3 You cannot bring people along if they cannot identify with the story of the future you are invoking.

In my narrative change work, the most important lesson I have learned is that it is stories that drive societies, or as Yuval Harari claims, even our entire human race. Foresight is about being able to tell compelling stories of our lives in the future. If we want people to come on board in this journey of future making, then that story has to be co-created by everyone, especially those traditionally excluded.

It’s on you

Since you are reading this blog, then you are one of the few who are already in the circle. The responsibility and power to make foresight inclusive is then on you.

How do you check if you are being inclusive enough? I can share with you my own practice:

  1. I try to employ the “plus one” method: I invite people I know or who have been referred to me, but then I give them a carte blanche ability to invite somebody else they think should be in the room.
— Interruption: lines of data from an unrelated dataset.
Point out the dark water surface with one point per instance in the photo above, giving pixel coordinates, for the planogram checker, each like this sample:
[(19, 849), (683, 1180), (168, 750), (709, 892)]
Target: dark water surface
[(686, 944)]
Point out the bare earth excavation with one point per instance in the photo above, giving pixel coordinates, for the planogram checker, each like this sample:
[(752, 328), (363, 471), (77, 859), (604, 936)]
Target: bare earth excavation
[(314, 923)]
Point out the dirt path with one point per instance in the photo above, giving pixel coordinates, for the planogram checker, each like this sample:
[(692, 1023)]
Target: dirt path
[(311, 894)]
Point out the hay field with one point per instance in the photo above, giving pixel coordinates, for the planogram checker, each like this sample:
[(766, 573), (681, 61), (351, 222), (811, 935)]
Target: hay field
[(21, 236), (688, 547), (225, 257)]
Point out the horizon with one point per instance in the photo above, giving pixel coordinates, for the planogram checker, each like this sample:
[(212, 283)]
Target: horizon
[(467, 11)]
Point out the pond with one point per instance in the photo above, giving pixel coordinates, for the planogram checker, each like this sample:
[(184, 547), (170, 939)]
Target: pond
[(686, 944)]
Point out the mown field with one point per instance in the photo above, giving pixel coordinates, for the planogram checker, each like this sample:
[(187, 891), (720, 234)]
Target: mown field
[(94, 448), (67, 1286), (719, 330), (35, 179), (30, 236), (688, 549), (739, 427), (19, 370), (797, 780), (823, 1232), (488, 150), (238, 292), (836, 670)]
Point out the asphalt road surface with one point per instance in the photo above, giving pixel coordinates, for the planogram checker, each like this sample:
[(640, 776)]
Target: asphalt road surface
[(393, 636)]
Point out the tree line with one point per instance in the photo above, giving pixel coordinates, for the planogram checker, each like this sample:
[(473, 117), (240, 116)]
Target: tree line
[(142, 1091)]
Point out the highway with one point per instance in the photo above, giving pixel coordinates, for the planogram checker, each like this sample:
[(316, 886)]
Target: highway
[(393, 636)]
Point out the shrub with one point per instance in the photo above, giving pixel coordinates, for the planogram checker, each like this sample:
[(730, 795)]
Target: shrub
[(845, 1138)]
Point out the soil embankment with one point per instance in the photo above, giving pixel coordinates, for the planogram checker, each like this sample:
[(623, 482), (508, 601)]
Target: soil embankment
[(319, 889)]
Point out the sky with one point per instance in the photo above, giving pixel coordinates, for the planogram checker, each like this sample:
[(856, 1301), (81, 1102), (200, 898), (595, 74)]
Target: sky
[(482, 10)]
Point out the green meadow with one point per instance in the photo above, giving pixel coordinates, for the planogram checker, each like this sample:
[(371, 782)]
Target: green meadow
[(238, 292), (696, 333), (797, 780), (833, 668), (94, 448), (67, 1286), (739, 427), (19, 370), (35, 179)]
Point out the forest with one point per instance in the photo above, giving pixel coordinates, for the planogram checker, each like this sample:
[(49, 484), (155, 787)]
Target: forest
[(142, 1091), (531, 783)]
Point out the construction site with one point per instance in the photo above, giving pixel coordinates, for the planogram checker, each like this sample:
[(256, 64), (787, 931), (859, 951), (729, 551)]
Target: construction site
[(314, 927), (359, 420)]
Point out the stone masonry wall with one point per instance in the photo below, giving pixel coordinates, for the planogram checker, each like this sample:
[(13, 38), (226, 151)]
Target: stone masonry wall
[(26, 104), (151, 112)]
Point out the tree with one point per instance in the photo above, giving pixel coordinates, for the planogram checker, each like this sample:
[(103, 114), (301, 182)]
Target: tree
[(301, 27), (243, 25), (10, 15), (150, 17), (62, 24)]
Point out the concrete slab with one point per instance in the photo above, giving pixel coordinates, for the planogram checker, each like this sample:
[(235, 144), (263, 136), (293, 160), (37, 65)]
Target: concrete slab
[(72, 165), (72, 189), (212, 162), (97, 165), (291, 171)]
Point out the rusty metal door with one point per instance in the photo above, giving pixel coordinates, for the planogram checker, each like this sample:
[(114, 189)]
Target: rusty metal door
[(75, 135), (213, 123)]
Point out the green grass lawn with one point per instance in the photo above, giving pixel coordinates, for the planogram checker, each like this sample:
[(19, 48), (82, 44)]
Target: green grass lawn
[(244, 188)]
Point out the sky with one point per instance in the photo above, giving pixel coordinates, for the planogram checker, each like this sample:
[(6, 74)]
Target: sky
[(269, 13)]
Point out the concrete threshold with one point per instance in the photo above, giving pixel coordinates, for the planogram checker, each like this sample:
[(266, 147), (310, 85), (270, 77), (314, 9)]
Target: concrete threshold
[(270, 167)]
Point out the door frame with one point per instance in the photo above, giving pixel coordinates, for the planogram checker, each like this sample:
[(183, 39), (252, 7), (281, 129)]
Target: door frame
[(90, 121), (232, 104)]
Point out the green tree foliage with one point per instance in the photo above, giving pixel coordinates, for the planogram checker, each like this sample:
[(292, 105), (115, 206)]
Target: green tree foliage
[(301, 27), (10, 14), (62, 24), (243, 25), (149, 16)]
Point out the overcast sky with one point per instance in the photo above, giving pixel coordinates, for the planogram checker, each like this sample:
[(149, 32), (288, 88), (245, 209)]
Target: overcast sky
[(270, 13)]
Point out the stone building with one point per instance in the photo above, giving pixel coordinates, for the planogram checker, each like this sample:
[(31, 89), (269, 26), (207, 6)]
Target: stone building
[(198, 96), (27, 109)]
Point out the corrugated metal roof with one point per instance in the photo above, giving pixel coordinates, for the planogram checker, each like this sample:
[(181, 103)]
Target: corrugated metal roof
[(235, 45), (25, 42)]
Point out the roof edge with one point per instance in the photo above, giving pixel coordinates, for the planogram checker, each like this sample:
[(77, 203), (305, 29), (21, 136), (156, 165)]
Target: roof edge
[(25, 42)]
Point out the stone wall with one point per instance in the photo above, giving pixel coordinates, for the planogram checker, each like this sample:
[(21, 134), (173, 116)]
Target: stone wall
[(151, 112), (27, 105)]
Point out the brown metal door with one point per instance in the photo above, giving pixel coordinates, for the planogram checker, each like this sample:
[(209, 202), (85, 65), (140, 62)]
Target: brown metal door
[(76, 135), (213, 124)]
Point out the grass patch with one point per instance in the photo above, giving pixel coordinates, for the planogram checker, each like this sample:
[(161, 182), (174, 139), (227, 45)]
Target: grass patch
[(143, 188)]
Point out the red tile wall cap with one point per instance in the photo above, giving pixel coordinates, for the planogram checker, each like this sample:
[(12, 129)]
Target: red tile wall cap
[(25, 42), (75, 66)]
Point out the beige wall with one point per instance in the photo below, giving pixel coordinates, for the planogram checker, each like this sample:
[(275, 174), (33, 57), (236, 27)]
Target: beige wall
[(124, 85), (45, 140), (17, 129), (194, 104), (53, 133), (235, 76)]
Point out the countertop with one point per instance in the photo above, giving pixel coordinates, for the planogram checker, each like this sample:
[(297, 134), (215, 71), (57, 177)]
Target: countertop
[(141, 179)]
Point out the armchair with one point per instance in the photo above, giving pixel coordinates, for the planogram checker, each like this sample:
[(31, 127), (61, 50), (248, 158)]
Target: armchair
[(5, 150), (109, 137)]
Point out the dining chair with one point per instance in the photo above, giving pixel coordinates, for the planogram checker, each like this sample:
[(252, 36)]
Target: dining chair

And when I do that, I strongly urge them to invite someone they normally would not bring to these things–their hairdresser, their neighbor, or someone they argued with at a party who convinced them of an idea they previously thought was preposterous. This is my simple way of checking my own siloed way of existence at the door. 

    It is far from perfect: I have discovered that most people still end up inviting folks from their inner sanctum, which tells us of how deeply ingrained our siloed thinking is. But by making the effort, the clear message gets across: diversity is prized.
  2. I look at an issue, then I ask who is most affected by it, and I make sure they are in the roomnot as token participants (“youth representation” is my favorite), but as drivers of the process. The process may be messier and more complex than what I am often comfortable with, but I know that it will be more meaningful. As they say in future scenarios, if it is not making you uncomfortable, then it is not doing its job!
  3. I do foresight in as accessible a manner as I can. It is not about “dumbing it down” (experts are wary about that a lot)–it is about making it authentically useful for those who know best. If foresight becomes truly accessible, then it will organically start to become inclusive. We remove the barrier of elite language, and we get rid of a lot of exclusionary blocks.

Can you imagine foresight as a ‘happy hour” and not just as a “conference”? Or as was beautifully done in Finnsight 2022, a “studio” and not just an accreditation course?

If we really care about our futures becoming a space that we can all be hopeful and excited about, then we have no other choice than to welcome people in our party–as many of them as possible. 

It will be more fun that way anyway.

Krizna Gomez held a keynote speech at Finnsight seminar 3rd of November.